As new parents, we get a lot of questions about baby walkers. They usually come from people from around my parent's generation who raised their kids with them. The question is usually: Do they still have those things?
Well, not really.
Then they always lament at how we coddle our kids too much these days and that all of their kids survived just fine and then they mumble something about nut allergies and walking to school barefoot uphill both ways. Well, there was a nice little blog posting on the New York Times website today regarding the danger baby walkers pose, and it was eye-opening for a few reasons.
The posting reads: Back in 1994, when baby walkers were still extremely popular in the United States, the Consumer Products Safety Commission declared that baby walkers were responsible for more injuries than any other children’s product. (Italics added)
Now if that doesn't make you wonder how we all survived a world rife with baby walkers, I don't know what will. I think I'd rather make Olive walk to school barefoot than put her in a baby walker now. Apparently the walkers were seen as the cause of broken bones, burns, broken teeth, and even death. I do understand that a possible knee jerk reaction could be to say that the baby walkers weren't necessarily to blame, but parenting was to blame. This is the old, guns don't kill people, people kill people argument. But the walkers do allow the child to move pretty quick, and often faster than the parent expects or can react. Plus, I don't let Olive play with guns either. So, we have settled it. Baby walkers = death trap.
This was all well and good, but I kind of knew this before. I mean, if Babies R' Us isn't selling 27 of them then there must be something REALLY bad about that product. What was really interesting, especially for me, was that baby walkers actually delay gross motor development AND mental development. Baby's learn to walk and move by exploring the world around them and figuring stuff out. Throwing them in a walker skips a few steps and so, apparently, they don't learn to crawl, walk, or roll as quickly as kids who aren't put in walkers. Also, their mental development is slowed fairly significantly (my guess is because they don't have to do the work of figuring out how to get from point A to point B).
Now, Olive has never been in a walker. But for the past couple weeks, she has been walking around the house by holding on to our hands. We constantly are doing laps of the house bent over while she leads us from one interesting point to another. We have realized recently, however, that she isn't exactly keen on trying to do any of this on her own. Olive needs mommy and daddy to be there all the time. She is nearly helpless when put on her back and her tummy. She cruises well, but gets frustrated quickly and spends most of the time trying to figure out loud she needs to yell before someone comes and helps her. Are WE doing the same thing as the baby walker? Are we, by giving in and letting her hold on to our hands and motor around, keeping her from figuring all this out on her own? Maybe. Maybe not. But it definitely makes me think.

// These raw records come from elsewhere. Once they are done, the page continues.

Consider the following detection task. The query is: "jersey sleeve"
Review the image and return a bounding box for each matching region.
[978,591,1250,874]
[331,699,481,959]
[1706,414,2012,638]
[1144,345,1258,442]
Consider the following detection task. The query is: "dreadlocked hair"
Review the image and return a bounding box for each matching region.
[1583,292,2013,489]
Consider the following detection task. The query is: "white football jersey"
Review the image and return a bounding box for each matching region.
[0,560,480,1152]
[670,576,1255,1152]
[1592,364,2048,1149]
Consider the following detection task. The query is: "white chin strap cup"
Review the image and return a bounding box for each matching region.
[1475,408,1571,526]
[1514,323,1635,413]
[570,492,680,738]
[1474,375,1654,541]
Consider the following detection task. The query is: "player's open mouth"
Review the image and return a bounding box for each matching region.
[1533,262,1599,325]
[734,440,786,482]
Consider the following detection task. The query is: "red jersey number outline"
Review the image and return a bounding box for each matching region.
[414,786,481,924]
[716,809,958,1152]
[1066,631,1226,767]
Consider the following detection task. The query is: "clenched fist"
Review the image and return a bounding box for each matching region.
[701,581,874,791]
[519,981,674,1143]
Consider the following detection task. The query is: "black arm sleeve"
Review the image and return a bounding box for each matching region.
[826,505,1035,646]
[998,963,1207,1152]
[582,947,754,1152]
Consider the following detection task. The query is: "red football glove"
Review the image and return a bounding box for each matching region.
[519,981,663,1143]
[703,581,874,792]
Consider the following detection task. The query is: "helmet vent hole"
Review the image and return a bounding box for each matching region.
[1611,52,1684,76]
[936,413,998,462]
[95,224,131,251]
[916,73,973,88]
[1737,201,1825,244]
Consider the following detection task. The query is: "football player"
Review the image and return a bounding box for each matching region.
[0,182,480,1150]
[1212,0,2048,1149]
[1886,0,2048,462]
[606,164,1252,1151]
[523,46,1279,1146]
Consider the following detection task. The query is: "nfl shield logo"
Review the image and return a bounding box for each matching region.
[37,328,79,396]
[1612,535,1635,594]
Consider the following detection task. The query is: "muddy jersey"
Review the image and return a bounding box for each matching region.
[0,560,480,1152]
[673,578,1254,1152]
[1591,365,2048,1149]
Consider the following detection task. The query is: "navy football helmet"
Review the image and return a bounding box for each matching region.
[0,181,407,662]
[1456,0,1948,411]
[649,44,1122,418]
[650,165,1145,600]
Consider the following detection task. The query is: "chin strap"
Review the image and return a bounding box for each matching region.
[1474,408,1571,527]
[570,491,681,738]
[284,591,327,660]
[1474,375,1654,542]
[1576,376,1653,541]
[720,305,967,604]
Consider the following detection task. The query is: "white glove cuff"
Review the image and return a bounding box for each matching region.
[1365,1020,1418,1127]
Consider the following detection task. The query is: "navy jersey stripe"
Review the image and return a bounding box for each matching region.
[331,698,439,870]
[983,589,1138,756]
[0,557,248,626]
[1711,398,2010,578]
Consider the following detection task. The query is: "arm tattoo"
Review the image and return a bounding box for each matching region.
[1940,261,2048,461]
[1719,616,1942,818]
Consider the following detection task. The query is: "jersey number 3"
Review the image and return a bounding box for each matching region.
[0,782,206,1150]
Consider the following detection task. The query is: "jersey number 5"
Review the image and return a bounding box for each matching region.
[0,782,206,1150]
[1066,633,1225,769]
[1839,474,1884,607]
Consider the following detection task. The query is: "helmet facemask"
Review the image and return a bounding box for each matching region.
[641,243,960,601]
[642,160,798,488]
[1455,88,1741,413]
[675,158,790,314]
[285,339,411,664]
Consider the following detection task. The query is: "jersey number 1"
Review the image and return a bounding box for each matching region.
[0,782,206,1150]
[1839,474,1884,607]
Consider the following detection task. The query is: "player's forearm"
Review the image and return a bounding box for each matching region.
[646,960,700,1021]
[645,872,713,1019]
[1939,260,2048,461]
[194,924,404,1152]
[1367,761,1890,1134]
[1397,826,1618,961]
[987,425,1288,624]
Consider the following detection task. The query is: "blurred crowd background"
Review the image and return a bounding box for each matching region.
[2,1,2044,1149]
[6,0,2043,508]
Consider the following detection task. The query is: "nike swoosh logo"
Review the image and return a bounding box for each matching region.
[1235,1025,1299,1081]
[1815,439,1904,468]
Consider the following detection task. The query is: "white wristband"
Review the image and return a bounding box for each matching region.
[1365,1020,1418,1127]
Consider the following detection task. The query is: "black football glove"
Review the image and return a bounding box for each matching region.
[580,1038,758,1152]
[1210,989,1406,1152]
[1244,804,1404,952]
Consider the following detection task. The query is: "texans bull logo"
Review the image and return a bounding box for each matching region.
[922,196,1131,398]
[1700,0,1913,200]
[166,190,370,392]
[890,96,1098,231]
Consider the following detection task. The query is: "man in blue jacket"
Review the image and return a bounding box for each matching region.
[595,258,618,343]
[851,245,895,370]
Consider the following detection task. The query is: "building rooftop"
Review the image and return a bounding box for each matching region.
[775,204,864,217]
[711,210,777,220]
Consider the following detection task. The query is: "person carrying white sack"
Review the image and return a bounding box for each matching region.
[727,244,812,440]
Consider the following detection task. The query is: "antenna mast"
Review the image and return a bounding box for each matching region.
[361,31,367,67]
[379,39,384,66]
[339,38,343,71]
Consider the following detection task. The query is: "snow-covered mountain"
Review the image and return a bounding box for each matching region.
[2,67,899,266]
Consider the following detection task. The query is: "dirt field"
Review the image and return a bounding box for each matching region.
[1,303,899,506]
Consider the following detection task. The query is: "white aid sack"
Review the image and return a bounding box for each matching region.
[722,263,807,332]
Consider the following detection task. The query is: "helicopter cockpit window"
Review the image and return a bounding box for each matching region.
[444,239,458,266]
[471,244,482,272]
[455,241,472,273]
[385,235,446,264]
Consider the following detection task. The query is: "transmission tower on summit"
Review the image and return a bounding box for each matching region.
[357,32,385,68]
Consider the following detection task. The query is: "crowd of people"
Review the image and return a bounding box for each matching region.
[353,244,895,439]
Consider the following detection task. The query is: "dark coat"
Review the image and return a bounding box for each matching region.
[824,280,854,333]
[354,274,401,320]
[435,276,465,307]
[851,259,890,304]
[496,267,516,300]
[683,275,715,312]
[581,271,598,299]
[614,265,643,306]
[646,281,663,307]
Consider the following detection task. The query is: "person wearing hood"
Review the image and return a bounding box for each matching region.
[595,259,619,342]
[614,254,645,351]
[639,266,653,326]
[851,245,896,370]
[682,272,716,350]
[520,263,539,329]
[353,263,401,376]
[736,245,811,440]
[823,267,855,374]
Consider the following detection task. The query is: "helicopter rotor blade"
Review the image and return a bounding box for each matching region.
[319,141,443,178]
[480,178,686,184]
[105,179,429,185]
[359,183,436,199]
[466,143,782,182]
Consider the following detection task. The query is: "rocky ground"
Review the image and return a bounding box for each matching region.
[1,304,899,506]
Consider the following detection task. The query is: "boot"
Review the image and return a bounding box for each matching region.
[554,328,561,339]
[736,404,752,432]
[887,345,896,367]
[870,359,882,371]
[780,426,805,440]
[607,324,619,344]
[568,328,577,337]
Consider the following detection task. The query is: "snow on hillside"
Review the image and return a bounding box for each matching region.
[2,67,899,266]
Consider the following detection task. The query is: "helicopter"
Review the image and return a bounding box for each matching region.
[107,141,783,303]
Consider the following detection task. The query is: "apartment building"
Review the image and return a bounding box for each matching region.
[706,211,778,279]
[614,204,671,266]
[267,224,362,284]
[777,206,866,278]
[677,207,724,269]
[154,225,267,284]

Now we are trying to be better at not immediately jumping to her rescue if she gets frustrated trying to reach a toy or move around a room. She isn't crawling, but she is doing a sort of half crawl/half walk maneuver where she puts both hands in front of her, gets on one knee and then pushes herself along the floor with the other foot. It makes her look a little bit like Quasimodo, and it isn't the most efficient of transportation options, but it is effective -- and she is doing it without anyone's help.
So we'll see how the next few weeks go. I'm sure we will still give in and shuffle along behind our little girl (I mean, it IS fun) but we will also be doing our best to let her be an independent baby and happily (hopefully) limp around on her own.